The actual manual is cross referenced and links out to other helpful information not included in the sample chapters, so I wasn't even able to experience it in all its informative glory. But if you are curious about the details of bicycle mechanical functioning and sometimes find yourself scratching your head when intuition and summary books fail, this is probably the solution. Not that burning an entire weekend afternoon twisting the various adjustments and tensions on a rear derailleur without a good result isn't fun. It's just that life is too short for too much fun like that. And now Yasuko's derailleur does what it should. Get up. Go read.

Disclaimer: I have not received any compensation or free stuff for writing this. I don't even own the Barnett's Manual DX 7th Edition yet. I based this on the sample chapter provided free on the web site linked above.
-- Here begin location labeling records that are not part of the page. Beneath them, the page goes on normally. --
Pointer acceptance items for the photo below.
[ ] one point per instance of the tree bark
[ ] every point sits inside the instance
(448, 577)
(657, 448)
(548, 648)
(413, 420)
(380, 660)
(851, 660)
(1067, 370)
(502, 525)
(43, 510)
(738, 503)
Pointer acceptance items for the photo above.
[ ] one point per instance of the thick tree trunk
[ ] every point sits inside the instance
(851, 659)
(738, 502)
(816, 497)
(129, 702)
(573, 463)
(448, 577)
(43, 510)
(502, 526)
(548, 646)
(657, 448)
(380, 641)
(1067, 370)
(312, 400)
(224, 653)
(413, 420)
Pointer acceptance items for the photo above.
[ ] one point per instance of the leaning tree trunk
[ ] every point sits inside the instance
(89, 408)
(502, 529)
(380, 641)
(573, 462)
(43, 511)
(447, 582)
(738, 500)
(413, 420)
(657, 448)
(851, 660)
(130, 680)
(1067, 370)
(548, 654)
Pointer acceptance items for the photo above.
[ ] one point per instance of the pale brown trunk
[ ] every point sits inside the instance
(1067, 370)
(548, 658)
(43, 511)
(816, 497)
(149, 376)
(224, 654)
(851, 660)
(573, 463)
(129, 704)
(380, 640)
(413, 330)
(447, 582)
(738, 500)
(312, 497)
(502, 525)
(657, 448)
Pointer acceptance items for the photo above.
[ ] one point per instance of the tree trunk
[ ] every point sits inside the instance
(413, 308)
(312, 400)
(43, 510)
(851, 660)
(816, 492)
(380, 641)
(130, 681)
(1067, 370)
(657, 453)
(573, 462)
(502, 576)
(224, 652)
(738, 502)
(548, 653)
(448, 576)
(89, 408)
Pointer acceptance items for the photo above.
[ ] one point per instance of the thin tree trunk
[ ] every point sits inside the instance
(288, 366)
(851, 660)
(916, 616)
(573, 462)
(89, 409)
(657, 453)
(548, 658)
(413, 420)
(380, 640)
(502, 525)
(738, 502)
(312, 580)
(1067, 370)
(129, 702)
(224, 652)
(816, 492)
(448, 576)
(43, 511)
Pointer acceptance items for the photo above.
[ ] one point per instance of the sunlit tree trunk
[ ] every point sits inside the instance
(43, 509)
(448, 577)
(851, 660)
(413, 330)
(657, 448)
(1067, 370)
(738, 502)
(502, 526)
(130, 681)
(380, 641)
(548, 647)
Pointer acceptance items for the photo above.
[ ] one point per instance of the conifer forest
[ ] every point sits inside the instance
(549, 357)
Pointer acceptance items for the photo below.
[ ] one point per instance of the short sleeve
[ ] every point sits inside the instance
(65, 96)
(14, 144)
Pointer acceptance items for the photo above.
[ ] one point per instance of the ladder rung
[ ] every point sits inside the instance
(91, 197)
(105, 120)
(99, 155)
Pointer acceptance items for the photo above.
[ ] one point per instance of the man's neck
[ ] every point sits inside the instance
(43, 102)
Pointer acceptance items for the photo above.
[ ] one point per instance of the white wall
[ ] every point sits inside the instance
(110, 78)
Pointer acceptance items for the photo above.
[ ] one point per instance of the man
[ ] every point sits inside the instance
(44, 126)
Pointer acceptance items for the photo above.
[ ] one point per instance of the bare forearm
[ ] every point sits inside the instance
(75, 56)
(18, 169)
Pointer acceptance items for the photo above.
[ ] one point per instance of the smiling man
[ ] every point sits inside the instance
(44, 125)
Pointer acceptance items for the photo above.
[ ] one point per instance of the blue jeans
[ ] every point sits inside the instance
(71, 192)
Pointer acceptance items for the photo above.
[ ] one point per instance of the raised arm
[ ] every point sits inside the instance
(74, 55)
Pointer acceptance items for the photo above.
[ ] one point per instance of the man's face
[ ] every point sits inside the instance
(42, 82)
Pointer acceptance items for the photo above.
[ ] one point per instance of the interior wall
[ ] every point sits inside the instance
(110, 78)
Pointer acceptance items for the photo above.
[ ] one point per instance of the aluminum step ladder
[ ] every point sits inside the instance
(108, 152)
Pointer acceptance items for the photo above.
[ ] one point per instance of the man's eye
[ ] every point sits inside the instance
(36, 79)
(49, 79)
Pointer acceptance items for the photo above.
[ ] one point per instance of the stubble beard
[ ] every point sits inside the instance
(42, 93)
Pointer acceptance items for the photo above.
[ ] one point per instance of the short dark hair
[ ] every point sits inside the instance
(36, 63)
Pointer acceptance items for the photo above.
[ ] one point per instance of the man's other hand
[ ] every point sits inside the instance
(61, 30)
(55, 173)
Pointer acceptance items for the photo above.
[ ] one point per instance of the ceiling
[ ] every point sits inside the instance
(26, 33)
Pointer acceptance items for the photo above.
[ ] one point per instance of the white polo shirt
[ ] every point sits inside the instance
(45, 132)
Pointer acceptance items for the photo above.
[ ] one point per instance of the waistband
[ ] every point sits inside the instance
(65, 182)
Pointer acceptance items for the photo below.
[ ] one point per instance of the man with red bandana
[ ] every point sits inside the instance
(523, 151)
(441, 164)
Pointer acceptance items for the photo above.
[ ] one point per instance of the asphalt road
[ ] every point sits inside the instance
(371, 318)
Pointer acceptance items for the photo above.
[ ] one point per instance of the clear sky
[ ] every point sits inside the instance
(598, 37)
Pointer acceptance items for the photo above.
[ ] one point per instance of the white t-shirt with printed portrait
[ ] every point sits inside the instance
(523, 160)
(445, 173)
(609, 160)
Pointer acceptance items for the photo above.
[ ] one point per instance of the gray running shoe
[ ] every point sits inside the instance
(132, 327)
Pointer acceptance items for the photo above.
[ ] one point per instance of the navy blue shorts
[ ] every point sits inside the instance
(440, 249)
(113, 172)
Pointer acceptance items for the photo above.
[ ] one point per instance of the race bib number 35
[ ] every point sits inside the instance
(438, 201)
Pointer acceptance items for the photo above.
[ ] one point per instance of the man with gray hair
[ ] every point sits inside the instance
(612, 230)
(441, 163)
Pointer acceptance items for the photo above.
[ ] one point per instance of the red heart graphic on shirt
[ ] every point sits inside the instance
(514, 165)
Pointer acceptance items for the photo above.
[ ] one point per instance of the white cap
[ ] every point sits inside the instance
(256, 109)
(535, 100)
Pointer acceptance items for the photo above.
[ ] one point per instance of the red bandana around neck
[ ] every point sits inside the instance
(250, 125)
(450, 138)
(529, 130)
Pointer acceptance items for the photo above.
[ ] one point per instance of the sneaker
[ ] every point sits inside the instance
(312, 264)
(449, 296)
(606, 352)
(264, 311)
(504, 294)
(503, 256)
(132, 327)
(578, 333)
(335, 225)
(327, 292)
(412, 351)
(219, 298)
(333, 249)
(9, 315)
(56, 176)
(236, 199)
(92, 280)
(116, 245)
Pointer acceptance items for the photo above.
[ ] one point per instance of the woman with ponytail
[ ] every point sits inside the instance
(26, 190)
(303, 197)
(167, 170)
Any friends or loved ones reading this review may take it as a hint of what would make me very happy for Xmas, in addition to the White Industries ENO 16t freewheel already on the list.      


  1. Have you borrowed a copy via interlibrary loan? I suspect the Worldcat library will have a copy.

  2. It appears that the Phoenix library has it, though probably not the latest edition, so that should hold you until your very own reference arrives. It would be interesting to compare the technology in the two editions.

  3. Steve, I will check out the PHX library..which is both very interesting architecturally, and sits on top of a deck built directly over the freeway! It's going to be a couple of days before I can get over there though. I'll check the on-shelf status before I head over.

  4. I think it might be worth purchasing the CD version for $140. It would be nice to have the info you need when you need it. I don't have any manuals, I just glean info from the internet.

    Deraillers are my favorite bike part, although I still don't know how to properly adjust them. I'm happy to stick to friction shifting.

  5. RTP, I agree about the CD purchase. I too mine the Interwebs for information, but sometimes find it frustratingly incomplete, misleadingly titled, or wrong. Whereas this manual is the opposite of those.